Fra i delitti di brigantaggio e quelli che dal brigantaggio derivavano, il censo giudiziario del regno numerò in quell'anno 1809 trentatremila violazioni delle leggi.
Sconvolgimenti sì grandi si operavano sotto il nome del duca d'Ascoli, del principe di Canosa, del marchese della Schiava e di altri primari cortigiani del re di Sicilia, ed avevano incitatori e seguaci molti già fuggiti coi Borboni. Avvegnaché nei disegni di quella guerra, e nelle opinioni e discorsi della Corte borbonica, il brigantaggio, tenuto mezzo legittimo e chiamato voto e fedeltà di popolo, non faceva ribrezzo ai Borboniani più onesti. Ma il re Gioacchino, che ne giudicava per le opere, furti, assassini, rovine, e niente di sacro, di nobile, di grande, non popolo mosso, comunque barbaramente qual nel 1799, a sostegno de' propri diritti, o di opinioni, che sono diritti nei popoli, ma plebe armata, ladra, omicida, fu preso da tanto sdegno e vendetta, che dettò tre leggi degne di ricordanza.

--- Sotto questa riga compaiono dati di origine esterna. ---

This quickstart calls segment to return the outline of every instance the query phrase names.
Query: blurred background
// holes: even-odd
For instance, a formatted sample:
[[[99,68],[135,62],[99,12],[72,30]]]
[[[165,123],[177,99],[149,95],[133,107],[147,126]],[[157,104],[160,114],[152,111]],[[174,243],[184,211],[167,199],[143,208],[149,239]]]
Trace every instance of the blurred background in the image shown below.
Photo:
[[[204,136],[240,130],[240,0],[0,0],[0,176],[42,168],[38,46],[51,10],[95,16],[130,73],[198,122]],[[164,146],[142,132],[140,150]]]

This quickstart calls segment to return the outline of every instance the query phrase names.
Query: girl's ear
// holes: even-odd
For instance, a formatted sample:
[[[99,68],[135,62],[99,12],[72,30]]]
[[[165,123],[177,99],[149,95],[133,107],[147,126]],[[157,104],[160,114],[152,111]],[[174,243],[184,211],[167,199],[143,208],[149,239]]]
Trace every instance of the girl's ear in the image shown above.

Rammentata l'ostinatezza dei fuorusciti a combattere con modi atroci contro la patria, e l'essersi accompagnati ad esercito straniero, e l'avere alcuni mosso, altri seguìto il brigantaggio, prescrisse che i beni liberi di quelle genti fossero confiscati, e parte data in ricompensa ai danneggiati, parte in premio ai più zelanti seguaci del Governo, il resto venduto a benefizio della finanza: con modi tanto celeri e larghi che apparisse il Governo sdegnoso, non avido, ed ai suoi magnifico.
Con altra legge invitò i Napoletani che militavano per il re Borbone a disertare quelle bandiere e venire in patria. ove avrebbero, come più bramassero. il ritiro dal servizio. o lo stesso grado che lasciavano nell'esercito di Sicilia. e miglior fortuna ed onorato combattere per la terra natale.